# Plastisol Printing Issues



## Metamorphic (Feb 24, 2018)

I have some pics of a job we are doing. We cannot get the ink to print evenly or consistently.

Tried both 110 and 156 mesh. 70d squeege.

Printing looks terrible and I cannot give this to the customer.


----------



## chuckh (Mar 22, 2008)

I'm guessing that you are printing manually. It looks to me that in the middle picture, you have either a warped screen or uneven print pressure. The other images show major mis-registration and some blurring at the edge of your print. I'm thinking loose mesh in wooden or static frames. Also, appears to be not enough off contact which could also be a result of a low tensioned screen.


----------



## Metamorphic (Feb 24, 2018)

We are printing with aluminum frames. We are more concerned about the lack of smooth consistency. The off contact seems to be an ongoing issue. We have tried numerous ways of setting it but it doesn't stay. The screens are new so they can be that loose but I guess anything is possible.


----------



## silverjess (Oct 2, 2011)

Might wanna try new platens, doesn't cost much, I had similiar issues, new platens are a game changer.


----------



## Sulp (Dec 7, 2010)

A couple issues here. This is assuming your screens are fairly new, and your press is fully functional. 

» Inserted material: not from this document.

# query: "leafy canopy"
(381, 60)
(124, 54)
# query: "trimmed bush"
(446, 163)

Your pressure is way inconsistent at the edges of your design. Hold the squeegee closer to the edges and put nice firm even pressure and pull slowly (not slow, slow, nice uniform pull) with a slight angle on your squeegee. After your stroke, the screen should be cleared completely. Meaning there should be no ink in your image area of the screen. Pressure and speed of your stroke are very important and one of your biggest problems with that white. 

Also, you are either having major registration problems, or the shirt isn't being held down properly, or you are majorly shrinking the shirt when flashing the white. I see a double image of the white underneath the gold. So I am thinking that shirt might be picking up off the pallet. If you are using a mist adhesive, make sure that the shirt is being held in place. Not a ton of glue..(the shirt shouldn't have to ripped off the pallet) just enough so the shirt stays in place. Once you know the shirt is in place, check the registration. And once its registered make sure its locked in place. Same with the off contact. Give yourself slightly more then a nickels width. Adjust the pitch and the height so the screen is parallel with the pallet. 

If you are doing all the above things correctly you should have no problem with a print like this. Practice printing that base over and over. Once you get that "feeling" of what you have to do to get that nice smooth print things will go much smoother. Hang in there.


----------